Este es un relato de casualidades. O una extraña coreografía de insólitas casualidades. Habitamos el terreno de la abstracción. Una fábula naif que mira la realidad como si se compusiera de colores vivos, y palpables. En el plano inicial se habla del amor a París: dos figuras, tía y sobrina, azotadas por la ventisca de nieve que, a duras penas, dejará perfilar la configuración del pueblo canadiense ante el que se encuentran. No son las únicas ventiscas que ofuscan la percepción. Se sigue la luz, como se sigue la vida, aunque se tenga ochenta y ocho años, y amenacen con ingresarte en una residencia. Fiona viajará a París con su mochila cuando reciba una carta de su tía, Martha (Emmanuelle Riva), en la que expresa su negativa a ser clausurada en una residencia, como si eso supusiera cierre de vida. Su carta lleva adherida en el sobre un trozo de lechuga, porque se equivocó y en vez de en el buzón echó la carta en una papelera, donde alguien la encontró. Es una narración sobre insólitas casualidades, y peculiares direcciones. Dom es un indigente que vive junto al río, en una tienda de campaña, que se esfuerza en ocupar un perro que solicita también compartir su comida. Dom encuentra la mochila de Fiona caída al río, y porta su jersey como si se acoplara a su cuerpo. Aún no sabe que quiere ser ella. Por otro lado, a veces, tardamos en darnos cuenta de con qué otra piel queremos enfundarnos. Ambos forcejearán con esa posibilidad. Uno tarda menos en darse cuenta de cuál es la dirección que la casualidad ha posibilitado.
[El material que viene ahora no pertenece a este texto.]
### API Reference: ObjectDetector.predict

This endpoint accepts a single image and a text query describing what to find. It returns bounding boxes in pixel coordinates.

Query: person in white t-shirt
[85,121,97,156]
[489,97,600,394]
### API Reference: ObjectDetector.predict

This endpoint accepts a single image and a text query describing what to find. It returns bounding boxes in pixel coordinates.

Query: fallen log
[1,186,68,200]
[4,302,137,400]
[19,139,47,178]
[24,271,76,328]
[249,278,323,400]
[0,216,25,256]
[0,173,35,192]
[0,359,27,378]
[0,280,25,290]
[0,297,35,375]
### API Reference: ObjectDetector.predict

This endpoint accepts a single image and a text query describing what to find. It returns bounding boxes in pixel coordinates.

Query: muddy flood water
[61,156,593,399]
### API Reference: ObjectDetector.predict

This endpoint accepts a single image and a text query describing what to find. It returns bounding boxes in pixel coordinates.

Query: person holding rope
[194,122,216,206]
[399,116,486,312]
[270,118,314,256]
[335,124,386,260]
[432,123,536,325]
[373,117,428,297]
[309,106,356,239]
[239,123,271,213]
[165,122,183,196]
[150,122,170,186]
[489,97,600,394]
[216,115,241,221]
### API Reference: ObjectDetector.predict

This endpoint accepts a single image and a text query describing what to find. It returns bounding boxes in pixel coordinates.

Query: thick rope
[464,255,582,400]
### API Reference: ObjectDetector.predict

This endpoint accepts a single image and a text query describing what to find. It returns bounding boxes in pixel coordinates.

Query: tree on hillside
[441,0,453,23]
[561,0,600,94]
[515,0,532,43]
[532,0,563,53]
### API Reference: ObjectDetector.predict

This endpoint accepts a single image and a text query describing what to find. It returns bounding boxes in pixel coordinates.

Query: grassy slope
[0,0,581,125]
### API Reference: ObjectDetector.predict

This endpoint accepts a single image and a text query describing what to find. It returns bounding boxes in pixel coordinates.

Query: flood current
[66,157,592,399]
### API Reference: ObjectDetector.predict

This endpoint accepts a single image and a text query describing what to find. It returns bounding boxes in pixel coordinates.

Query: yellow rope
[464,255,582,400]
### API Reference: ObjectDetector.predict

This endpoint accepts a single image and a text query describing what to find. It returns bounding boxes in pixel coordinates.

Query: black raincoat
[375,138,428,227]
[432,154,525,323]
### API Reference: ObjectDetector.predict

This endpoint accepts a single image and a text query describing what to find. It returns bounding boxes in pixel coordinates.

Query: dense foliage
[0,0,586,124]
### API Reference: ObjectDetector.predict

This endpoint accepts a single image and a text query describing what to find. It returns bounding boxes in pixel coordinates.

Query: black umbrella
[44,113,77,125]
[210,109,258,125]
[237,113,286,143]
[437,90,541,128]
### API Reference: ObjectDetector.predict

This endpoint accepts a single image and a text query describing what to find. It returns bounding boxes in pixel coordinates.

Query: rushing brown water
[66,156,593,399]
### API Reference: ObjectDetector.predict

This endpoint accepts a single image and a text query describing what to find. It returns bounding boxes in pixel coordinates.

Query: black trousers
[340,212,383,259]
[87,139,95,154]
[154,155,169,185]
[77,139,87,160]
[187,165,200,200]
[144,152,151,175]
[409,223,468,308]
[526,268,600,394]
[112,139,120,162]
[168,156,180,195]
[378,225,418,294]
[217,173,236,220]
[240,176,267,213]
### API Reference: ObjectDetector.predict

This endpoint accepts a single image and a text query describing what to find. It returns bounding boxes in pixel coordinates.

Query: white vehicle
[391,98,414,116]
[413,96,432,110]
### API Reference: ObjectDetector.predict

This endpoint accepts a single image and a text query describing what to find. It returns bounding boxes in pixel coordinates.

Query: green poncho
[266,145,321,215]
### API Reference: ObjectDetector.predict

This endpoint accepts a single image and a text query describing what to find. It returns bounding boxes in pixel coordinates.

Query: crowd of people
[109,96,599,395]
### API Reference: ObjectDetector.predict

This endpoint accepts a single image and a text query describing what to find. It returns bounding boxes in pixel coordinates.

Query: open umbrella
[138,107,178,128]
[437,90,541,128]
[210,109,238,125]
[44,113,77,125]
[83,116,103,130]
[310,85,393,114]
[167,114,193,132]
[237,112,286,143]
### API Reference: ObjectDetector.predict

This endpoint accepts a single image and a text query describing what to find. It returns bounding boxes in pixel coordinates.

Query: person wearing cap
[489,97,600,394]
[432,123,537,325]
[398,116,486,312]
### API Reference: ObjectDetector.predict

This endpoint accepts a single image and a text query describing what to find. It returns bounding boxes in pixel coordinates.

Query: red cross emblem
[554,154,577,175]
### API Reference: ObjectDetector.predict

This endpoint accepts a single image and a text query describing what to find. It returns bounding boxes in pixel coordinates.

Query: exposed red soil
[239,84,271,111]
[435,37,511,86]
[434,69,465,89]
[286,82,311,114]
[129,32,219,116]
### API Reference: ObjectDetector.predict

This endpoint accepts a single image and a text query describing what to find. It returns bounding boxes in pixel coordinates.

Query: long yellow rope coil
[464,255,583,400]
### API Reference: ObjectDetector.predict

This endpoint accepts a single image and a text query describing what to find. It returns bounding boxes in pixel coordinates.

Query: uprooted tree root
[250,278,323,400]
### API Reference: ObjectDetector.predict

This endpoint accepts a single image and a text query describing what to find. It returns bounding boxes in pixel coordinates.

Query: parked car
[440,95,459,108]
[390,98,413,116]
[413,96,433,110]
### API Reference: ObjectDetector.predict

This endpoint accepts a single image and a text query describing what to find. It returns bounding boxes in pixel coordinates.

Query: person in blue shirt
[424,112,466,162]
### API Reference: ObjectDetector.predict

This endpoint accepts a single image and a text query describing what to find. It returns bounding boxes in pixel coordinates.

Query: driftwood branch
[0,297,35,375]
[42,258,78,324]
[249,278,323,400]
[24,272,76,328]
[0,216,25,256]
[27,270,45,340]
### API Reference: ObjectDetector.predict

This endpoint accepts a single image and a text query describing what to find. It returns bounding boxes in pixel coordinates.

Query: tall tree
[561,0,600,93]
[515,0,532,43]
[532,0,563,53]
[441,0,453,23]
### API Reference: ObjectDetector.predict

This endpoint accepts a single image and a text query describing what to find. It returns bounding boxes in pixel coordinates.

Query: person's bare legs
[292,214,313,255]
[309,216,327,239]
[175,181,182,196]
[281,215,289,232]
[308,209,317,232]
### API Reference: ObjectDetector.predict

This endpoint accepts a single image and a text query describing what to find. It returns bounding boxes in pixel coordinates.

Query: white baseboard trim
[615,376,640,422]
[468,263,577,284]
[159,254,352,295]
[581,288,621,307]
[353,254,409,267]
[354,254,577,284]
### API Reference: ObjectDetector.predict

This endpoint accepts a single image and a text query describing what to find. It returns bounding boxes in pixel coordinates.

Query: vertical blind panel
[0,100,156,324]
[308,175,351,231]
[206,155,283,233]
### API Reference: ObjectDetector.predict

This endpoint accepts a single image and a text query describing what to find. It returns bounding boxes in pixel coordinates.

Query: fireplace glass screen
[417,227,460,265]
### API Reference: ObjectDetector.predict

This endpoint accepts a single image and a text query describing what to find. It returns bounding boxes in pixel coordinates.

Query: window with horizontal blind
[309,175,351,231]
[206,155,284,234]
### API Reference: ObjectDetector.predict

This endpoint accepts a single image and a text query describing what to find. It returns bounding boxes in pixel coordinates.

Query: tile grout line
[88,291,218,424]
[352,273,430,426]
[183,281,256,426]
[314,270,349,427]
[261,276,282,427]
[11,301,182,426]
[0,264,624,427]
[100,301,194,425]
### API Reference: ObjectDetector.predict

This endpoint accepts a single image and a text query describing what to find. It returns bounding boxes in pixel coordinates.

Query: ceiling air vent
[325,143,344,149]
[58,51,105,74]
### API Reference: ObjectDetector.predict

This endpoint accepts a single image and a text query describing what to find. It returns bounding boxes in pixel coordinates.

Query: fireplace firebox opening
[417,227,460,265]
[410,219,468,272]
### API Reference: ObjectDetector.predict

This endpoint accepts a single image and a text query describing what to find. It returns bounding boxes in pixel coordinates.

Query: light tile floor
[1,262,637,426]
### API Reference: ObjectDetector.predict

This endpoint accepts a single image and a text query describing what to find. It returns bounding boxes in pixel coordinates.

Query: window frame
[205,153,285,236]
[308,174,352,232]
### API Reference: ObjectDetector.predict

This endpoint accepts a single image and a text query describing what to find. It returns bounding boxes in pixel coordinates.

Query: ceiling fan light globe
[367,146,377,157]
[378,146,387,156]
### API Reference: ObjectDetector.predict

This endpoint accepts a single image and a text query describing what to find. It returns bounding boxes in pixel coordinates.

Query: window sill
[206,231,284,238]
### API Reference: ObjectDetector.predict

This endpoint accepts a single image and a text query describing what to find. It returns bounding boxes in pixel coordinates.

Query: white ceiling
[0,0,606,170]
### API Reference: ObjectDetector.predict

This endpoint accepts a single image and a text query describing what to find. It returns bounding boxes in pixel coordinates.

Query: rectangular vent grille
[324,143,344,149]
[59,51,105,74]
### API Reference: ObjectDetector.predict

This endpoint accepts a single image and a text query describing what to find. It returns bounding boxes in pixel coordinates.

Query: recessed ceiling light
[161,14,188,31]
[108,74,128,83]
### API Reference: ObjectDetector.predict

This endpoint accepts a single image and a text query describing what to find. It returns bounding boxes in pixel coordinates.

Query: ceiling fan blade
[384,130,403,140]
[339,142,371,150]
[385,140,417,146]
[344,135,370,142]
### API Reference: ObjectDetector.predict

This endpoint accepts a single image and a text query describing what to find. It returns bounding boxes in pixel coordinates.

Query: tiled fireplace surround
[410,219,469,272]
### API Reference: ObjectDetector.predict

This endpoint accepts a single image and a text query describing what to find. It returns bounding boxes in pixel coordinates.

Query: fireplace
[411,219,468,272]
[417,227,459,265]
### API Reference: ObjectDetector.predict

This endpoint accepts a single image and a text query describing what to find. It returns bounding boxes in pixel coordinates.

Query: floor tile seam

También es una narración sobre desapariciones y (re)encuentros. La vida que se desvanece, el impulso de vida que se (re)encuentra. Cuando Fiona llega a París descubre que Martha ha desaparecido. Poco después le notifican que está muerta. Pero todo depende del ángulo y la perspectiva, y de las insólitas direcciones que puede tomar la vida. Por eso, la narración se convierte en una búsqueda del cuerpo que parece haber desaparecido. ¿Se puede buscar lo que aparentemente no hay?. Todo depende de la perspectiva. Los ángulos revelan lo que no se creía que hubiera, un cuerpo, un amor. Martha se reencuentra con su amor, Duncan, al que no veía desde hace mucho. Fiona no deja de reencontrarse con quien cree que no quiere reencontrar pero quizá si necesite reencontrar antes de que se convierta en añoranza desde un futuro que evoca las coreografías sentimentales desperdiciadas. Un icono de sublimaciones románticas, París, puede ser el escenario adecuado para recuperar las direcciones que se enfocan cuando comprendes a través de quien serás, como inexorable recorrido de vida, porque también tendrás 88 años, lo que puedes no ser y, por tanto, lo que puedes desperdiciar. Por eso, decides seguir la luz.